While Palombo was there, he completed a PhD. His thesis was unironically titled, “‘Nudity and Disorder. Adventures in Posthumanist Freedom.’” “I focus on freedom as disorder – as the opening of new possibilities of thinking and acting outside of the established order,” he tells us. Palombo’s passion is for “non-sanctioned nudity as a rupturing the established order.” – “I explore what happens in practice when individuals challenge the established societal order they exist in.”
Palombo’s prison time was therefore spent reading, writing and scribbling notes in a pad while his cellmates watched relentless daytime TV. “They just thought I was weird,” he says. “They didn’t even vaguely understand what I was doing. Most people I met were in prison for drug dealing.”
Palombo’s marriage survived his time in prison. When he left Barclays, he and his wife had moved to America, where he was teaching at a university in California, but when he was convicted in the UK, his wife moved back to England to be close to him. She was pregnant with their daughter, who was born while he was in prison. Palombo only saw his daughter in Wandsworth two or three times before COVID and then the prison was locked down. His traumatised wife was left to raise the baby alone. “There was no support whatsoever during COVID and she was stuck at home with this little thing.”
Palombo has always maintained that he did nothing wrong: “The stuff I was put in prison for was done by absolutely everyone in my area of the bank as normal business practice.” He suggests this is why no one from Barclays has ever been in touch. Not when he was fired, not when he was arrested, not when he was imprisoned, and not when he was finally pardoned last month. “I had some good friends there but they were all really scared,” he says. “When I was found guilty of fraud, it meant that everyone in my team and in the neighbouring teams was guilty of the same thing…It’s one of the things I learned from this experience: when people are scared, they are prepared to do anything to others in other to save themselves.”
Palombo advises other young traders to watch their backs. “I never did anything dodgy,” he tells us. “I was always super clean. Yet, a bank can always do what Barclays did to me – to find an alleged irregularity or potentially/morally-inappropriate business practice many years after the facts and then claim that you should have told your bosses that they were asking you to do something inappropriate.”
Avoiding this kind of risk is almost impossible, admits Palombo.
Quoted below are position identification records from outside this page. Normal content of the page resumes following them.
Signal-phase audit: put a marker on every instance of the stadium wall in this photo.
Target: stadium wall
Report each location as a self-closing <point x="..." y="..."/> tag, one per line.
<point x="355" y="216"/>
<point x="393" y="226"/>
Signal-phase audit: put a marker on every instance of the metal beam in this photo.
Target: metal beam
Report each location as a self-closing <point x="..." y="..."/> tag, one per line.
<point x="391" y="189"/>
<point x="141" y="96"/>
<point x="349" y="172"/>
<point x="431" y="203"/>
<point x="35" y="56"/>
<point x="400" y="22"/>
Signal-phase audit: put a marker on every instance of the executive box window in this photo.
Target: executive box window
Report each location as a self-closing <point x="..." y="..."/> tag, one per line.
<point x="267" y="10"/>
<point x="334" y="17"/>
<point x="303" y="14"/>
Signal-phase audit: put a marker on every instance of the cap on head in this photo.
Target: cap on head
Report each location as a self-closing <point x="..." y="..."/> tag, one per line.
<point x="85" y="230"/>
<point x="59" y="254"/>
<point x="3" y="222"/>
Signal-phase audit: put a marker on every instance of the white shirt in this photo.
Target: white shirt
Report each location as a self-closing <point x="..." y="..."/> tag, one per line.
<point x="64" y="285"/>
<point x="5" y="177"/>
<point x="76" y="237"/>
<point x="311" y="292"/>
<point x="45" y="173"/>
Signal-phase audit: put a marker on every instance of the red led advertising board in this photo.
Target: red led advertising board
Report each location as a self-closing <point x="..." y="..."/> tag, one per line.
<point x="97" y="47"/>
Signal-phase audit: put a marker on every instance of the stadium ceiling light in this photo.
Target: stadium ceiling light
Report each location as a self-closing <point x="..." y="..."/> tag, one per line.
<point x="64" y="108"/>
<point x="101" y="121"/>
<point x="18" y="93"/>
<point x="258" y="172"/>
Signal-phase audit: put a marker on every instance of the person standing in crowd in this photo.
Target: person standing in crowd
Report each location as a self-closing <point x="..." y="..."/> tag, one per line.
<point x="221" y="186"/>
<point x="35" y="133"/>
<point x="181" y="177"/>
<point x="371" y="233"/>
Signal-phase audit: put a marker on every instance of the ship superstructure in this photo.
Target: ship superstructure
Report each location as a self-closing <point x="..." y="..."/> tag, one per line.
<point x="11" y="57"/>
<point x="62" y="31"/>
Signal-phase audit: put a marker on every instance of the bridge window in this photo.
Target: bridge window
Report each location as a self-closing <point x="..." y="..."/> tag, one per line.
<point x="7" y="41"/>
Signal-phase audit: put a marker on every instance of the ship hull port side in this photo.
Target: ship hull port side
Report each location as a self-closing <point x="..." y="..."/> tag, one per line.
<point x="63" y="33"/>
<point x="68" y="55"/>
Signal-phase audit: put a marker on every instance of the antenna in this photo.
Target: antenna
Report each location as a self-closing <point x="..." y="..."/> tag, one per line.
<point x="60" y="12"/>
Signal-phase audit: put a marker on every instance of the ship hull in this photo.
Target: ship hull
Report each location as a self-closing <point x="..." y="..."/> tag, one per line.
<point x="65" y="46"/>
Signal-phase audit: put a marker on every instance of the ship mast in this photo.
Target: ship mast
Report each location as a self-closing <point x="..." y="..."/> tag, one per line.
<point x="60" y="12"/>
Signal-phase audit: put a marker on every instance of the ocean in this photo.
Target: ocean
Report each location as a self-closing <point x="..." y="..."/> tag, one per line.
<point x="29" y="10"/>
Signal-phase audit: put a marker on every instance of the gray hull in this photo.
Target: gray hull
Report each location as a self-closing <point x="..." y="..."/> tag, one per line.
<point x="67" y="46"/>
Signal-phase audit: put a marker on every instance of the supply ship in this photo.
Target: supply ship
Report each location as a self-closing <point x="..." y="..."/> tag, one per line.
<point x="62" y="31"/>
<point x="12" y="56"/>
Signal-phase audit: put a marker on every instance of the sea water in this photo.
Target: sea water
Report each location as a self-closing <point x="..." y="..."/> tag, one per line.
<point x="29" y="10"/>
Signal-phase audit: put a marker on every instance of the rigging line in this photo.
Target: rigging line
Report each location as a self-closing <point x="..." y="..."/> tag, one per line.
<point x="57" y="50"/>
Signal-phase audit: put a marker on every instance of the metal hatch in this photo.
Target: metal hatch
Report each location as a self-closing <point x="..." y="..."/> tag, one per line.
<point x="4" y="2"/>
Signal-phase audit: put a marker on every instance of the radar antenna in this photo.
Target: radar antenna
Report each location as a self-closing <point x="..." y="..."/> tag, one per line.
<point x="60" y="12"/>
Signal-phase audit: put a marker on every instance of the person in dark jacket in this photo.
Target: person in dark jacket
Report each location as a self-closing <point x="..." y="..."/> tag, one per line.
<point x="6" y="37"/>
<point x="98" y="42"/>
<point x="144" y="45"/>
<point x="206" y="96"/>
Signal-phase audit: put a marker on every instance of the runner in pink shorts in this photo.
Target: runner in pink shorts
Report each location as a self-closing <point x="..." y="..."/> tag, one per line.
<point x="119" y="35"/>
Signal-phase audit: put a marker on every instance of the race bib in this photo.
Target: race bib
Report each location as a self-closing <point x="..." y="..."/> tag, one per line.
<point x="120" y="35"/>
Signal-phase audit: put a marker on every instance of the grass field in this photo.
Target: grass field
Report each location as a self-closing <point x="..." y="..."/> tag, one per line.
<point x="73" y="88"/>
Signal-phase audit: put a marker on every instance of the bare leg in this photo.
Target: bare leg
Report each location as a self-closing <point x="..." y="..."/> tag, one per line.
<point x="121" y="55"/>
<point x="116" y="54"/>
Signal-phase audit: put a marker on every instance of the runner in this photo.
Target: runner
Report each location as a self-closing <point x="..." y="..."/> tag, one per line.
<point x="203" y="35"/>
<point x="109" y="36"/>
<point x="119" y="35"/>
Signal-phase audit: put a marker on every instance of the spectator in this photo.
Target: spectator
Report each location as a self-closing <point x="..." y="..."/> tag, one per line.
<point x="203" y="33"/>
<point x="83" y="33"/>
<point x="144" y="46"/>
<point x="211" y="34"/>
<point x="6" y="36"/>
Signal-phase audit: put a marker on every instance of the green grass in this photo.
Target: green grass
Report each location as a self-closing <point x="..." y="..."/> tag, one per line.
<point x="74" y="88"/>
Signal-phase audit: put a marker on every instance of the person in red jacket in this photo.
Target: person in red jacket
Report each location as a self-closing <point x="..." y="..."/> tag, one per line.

Junior traders who are asked to do potentially inappropriate things as part of their job descriptions effectively need to consider that in 20 years time they might be held responsible for not convincing their bosses to act differently.
If anything, Palombo says it probably makes sense to just do things without any questions. ““I complained a lot at work and I believe this made me a target. The more sensible advice is maybe just to play the game, keep your head down, don’t complain, don’t report your bosses, obey. Those people were all promoted, and of course none were charged in relation to the Libor/Euribor cases. Barclays protected them.”
Since coming out of prison in 2022, Palombo has devoted his time to overturning his conviction. Now that he’s succeeded, he’s free to do what he likes. That’s not as easy as it seems. “My wife and our families have been supporting me. I now have to decide what to do with my life,” he tells us.
There may be compensation, but that’s not certain. One thing that is for sure is that Palombo won’t have to pay the £750k bill he faced for the British government’s legal expenses when he was convicted. He had no money, so they gave him 12 years to find it. “I would have had to sell my home.”
Barclays declined to comment for this article.